Sii preparato: porta sempre con te compresse di glucosio o tutto il necessario per gestire un'ipoglicemia.
Ricorda, le risposte individuali all'esercizio variano. Monitoraggio regolare, adattamento delle dosi di insulina o dell'assunzione di carboidrati e la comprensione dei segnali del tuo corpo sono fondamentali per gestire efficacemente i livelli di glucosio durante l'allenamento di forza con il diabete. È sempre consigliabile consultare i tuoi professionisti sanitari per consigli personalizzati.
Riferimenti
[1] Yardley JE, Kenny GP, Perkins BA, Riddell MC, Balaa N, Malcolm J, et al. Resistance versus aerobic exercise: acute effects on glycemia in type 1 diabetes. Diabetes Care. 2013;36(3):537-42.

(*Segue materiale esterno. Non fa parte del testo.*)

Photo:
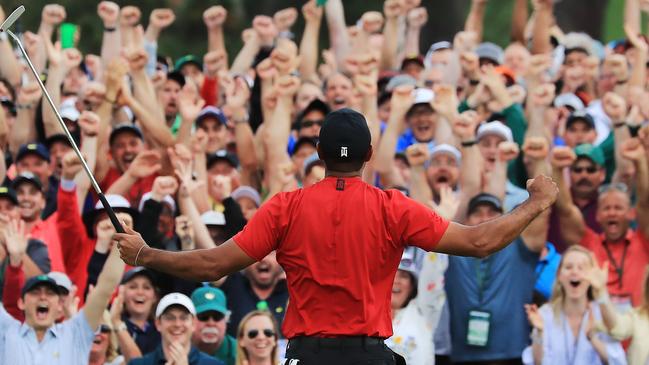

[2] Turner D, Luzio S, Gray BJ, Bain SC, Hanley S, Richards A, et al. Algorithm that delivers an individualized rapid-acting insulin dose after morning resistance exercise counters post-exercise hypergly- caemia in people with type 1 diabetes. Diabet Med J Br Diabet Assoc. 2016;33(4):506-10.
[3] Turner D, Luzio S, Gray BJ, Dunseath G, Rees ED, Kilduff LP, et al. Impact of single and multiple sets of resistance exercise in type 1 diabetes. Scand J Med Sci Sports. 2015;25(1):e99 109.
[4] Yardley JE, Kenny GP, Perkins BA, Riddell MC, Malcolm J, Boulay P, et al. Effects of performing resistance exercise before versus after aerobic exercise on glycemia in type 1 diabetes. Diabetes Care. 2012;35(4):669-75.